There are three reasons why dried beans are healthier than using canned beans.
Let me walk you through them.
1. CONTROL THE SODIUM CONTENT
Most canned beans have a high sodium content because the beans are preserved in a brine.
Do you want to know what a high sodium content looks like?
To put in perspective, a cup of chickpeas cooked at home has less than 50mg of salt.
But a can?
Unless you select the sodium-free version with the higher price tag, you’re looking at 500-1000mg+ of sodium per cup of cooked beans.
It’s better to take control of how much salt goes into your food by cooking it from scratch.
2. REMOVE UNNECESSARY FOOD ADDITIVES FROM YOUR DIET
In addition to all that sodium, some brands toss in a bit of bonus calcium chloride to help keep the beans firm and colourful (commercial pickles get the same royal treatment).
This is not the kind of calcium you want to include in your diet.
To be fair, it’s considered safe in the small amounts that are hidden away in our food, but it’s an inorganic compound that’s also found in laundry detergents, pool cleaners, deodorant, and in cement to help it dry faster.
No, thank you.
3. AVOID BISPHENOL-A (BPA)
Lastly, there’s BPA to consider.
Unfortunately for us, BPA is everywhere.
It’s found in toiletries, plastic food containers, feminine hygiene products, and electronics to name a few.
Do you know that inner lining in the can that helps protect it from corroding and possibly breaking? There’s BPA in there.
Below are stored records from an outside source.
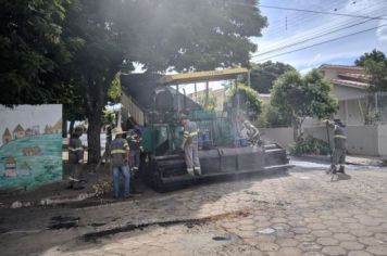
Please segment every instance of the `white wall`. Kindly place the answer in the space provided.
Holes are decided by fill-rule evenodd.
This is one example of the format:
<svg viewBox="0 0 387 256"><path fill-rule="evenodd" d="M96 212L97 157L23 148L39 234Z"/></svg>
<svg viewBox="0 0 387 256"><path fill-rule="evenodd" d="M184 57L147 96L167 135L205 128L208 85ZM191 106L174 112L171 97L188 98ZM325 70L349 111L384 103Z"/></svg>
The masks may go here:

What’s the big deal, though?
While I don’t want to point the finger at BPA and blame it for all of humankind’s woes, I firmly believe it’s a contributor to the following issues that are affecting an increasing amount of people:
Negative effects on young children
I highly recommend this Healthline article if you want to learn more about BPA.
Again, I’m not laying all of the blame on this chemical because we are exposed to a whole lot of toxins. However, if we can avoid just one of those toxins by doing something small like cooking dried beans, it’s like steering away from a pothole in the road.
With all that being said, beans belong in every pantry, but it’s more than just having them on hand. You need to know how to cook them, too!
USING DRIED BEANS? PLAN AHEAD!
Now that we know why dried beans are superior to canned beans, it might give us more of an incentive to plan ahead.
If you’re making chili, for example, you’ll likely want to prep the beans in advance, especially if you’re soaking them overnight.
If you’re not soaking the beans, it will take a couple of hours to cook them on the stovetop.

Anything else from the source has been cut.